As he heads into his final nine months of office, Mayor Kurt L. Schmoke said he would support an effort to increase the salary of his successor to bring the pay up to par with similar salaries across the nation.
Although a bill proposing to raise the mayor's annual salary above its current $95,000 has not been introduced in the City Council, the idea seems to have growing support among its 19 members.
Speculation that the council might raise the salary as high as $150,000 began about two weeks ago amid continued reports that NAACP President Kweisi Mfume might consider a run for mayor. By making an offer on a harbor condominium this month, Mfume appears to be putting himself in position to run. A bill working its way through the legislature would reduce the city residency requirement for the next mayor from one year to six months.
In addition to the residency change, supporters hoping to draft Mfume into the mayoral campaign see a pay boost as alluring. Mfume, who has repeatedly denied interest in running for the job, makes $220,000.
Schmoke, who is required to sign any pay-raise bill into law, said that he would do so, but not necessarily to attract a specific candidate into the race.
Since taking office in 1987, Schmoke has turned down two pay raises, pointing to the city's declining population. Over the past 12 years, the number of city residents has dropped by 70,000 to about 670,000.
"I think that the position deserves the increase," said Schmoke, whose term will expire in December. "I have simply been reluctant to do that myself. Some of it had to do with the fact that at the time the city is reducing population and we have our own budgetary constraints, to put myself over the $100,000 mark I just thought it was sending the wrong signal."
But the idea of raising the mayor's pay is meeting resistance. First District Councilwoman Lois Garey contends that the residency bill and talk of a pay raise hurt the city's reputation.

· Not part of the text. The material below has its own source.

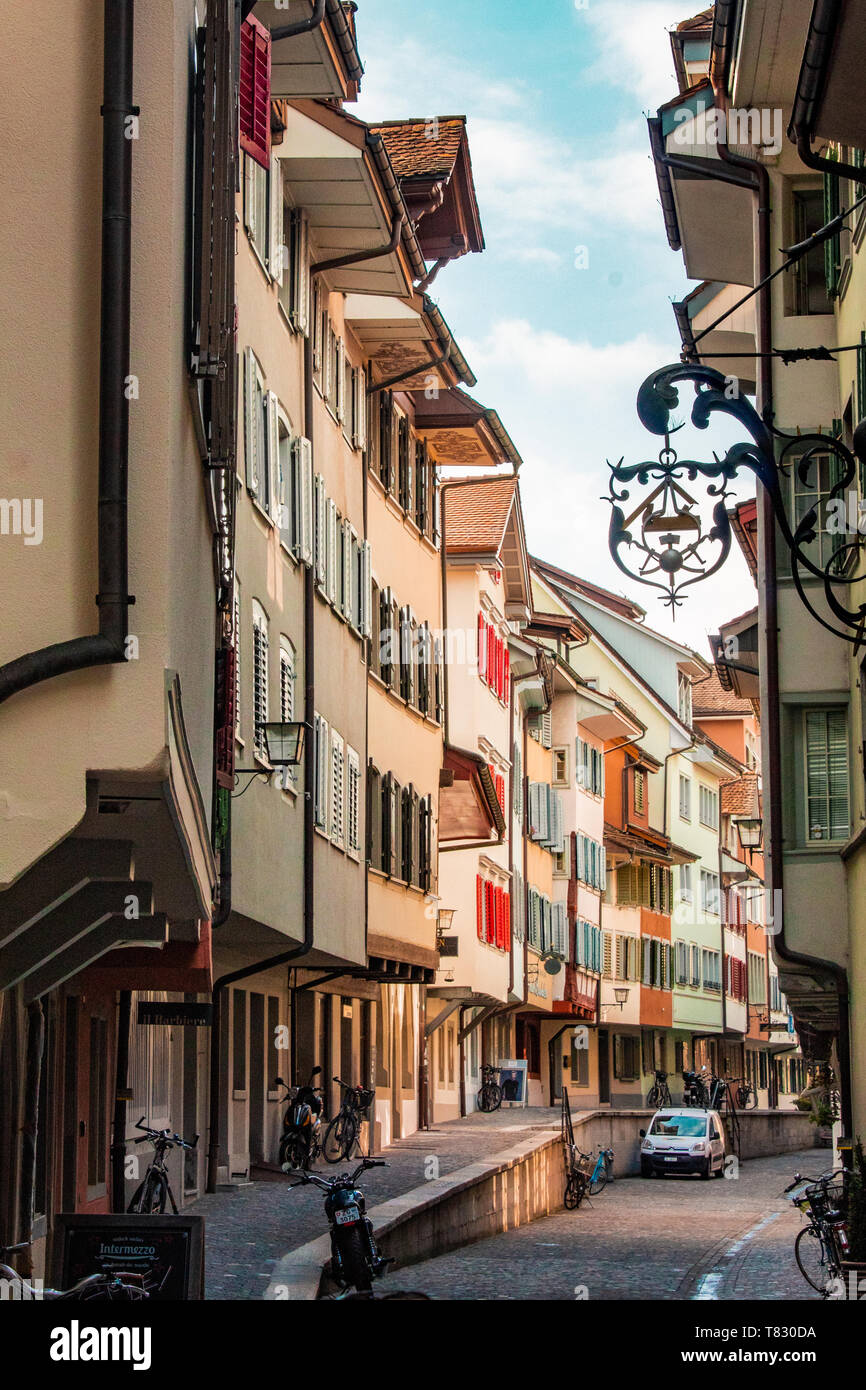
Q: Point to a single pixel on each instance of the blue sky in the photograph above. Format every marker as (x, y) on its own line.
(569, 307)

"It's ridiculous," Garey said. "If we have to change the residency bill and change the salary because we can't find one leader in this city, we might as well lock the gates and go home."

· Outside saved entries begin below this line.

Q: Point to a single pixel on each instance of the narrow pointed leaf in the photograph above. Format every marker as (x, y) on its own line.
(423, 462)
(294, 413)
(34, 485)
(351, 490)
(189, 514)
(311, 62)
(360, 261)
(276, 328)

Mayor Richard M. Daley of Chicago, a city with four times the population of Baltimore, gets $170,000. In New York, the nation's largest city, Mayor Rudolph W. Giuliani takes home $165,000 a year. Washington Mayor Anthony A. Williams, who governs a city with 120,000 fewer people than Baltimore, is paid $90,705.

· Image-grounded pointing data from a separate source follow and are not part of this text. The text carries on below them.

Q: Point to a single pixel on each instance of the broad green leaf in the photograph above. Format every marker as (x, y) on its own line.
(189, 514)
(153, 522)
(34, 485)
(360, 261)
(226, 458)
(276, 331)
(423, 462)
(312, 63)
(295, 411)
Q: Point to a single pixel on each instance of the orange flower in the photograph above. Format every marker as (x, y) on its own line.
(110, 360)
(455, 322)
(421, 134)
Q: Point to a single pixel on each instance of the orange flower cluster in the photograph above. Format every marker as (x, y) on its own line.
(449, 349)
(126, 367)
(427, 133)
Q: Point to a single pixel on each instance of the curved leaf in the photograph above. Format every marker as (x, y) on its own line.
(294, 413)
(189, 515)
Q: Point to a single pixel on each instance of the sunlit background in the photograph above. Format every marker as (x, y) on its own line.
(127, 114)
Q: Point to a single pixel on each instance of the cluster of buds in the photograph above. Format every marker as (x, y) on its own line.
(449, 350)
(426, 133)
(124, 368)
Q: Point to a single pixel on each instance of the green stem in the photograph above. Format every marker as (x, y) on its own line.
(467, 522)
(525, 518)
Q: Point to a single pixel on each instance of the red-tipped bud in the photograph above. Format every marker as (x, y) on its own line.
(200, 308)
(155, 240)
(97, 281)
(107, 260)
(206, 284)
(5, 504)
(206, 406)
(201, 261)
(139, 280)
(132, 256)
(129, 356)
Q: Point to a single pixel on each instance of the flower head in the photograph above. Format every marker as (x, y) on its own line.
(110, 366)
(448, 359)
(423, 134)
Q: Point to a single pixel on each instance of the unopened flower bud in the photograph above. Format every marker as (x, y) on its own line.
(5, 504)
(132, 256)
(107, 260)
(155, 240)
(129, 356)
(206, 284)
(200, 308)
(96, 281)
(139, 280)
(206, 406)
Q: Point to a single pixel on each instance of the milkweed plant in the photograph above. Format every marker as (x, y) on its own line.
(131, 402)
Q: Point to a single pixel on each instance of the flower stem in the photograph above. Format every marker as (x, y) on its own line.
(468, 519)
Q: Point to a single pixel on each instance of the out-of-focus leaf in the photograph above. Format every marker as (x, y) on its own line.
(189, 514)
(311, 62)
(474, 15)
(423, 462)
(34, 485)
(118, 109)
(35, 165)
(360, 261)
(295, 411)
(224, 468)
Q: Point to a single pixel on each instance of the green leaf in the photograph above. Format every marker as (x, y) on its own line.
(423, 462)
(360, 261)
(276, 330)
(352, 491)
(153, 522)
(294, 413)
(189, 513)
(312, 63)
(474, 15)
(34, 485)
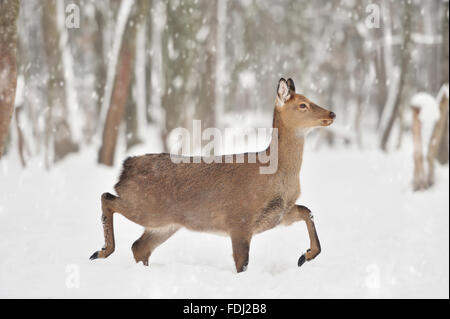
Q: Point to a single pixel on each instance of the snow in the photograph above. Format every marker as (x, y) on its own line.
(428, 105)
(379, 238)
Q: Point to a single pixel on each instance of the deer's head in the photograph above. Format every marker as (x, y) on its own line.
(296, 111)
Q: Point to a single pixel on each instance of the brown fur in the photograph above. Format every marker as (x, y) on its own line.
(229, 198)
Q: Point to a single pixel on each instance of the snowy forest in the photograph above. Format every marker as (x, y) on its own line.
(85, 84)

A 1997 survey conducted by the International City/County Management Association showed that the median pay for the chief elected leader in cities with a population between 500,000 and 1 million was $100,698. For cities with more than 1 million residents, the median pay is $133,004, according to the association's survey.
Council Vice President Agnes B. Welch, who serves as Schmoke's floor leader, said she supports the pay increase regardless of whether Mfume runs. Welch, of West Baltimore, notes that Schmoke is paid less than two of his department directors. Housing Commissioner Daniel P. Henson III and Public Works Director George G. Balog each earn $113,000 a year, on par with similar positions across the nation and $18,000 more than the mayor.
"I think it's ridiculous that department heads make more than the mayor," said Welch. "I don't think the [pay raise] is geared toward Kweisi and I don't think money is a consideration with Kweisi."
Southwest Baltimore Councilman Norman A. Handy Sr. also supports the mayoral pay increase but not as a hook for new candidates. "It's overdue," Handy said. "And it needs to be done at this point to be effective."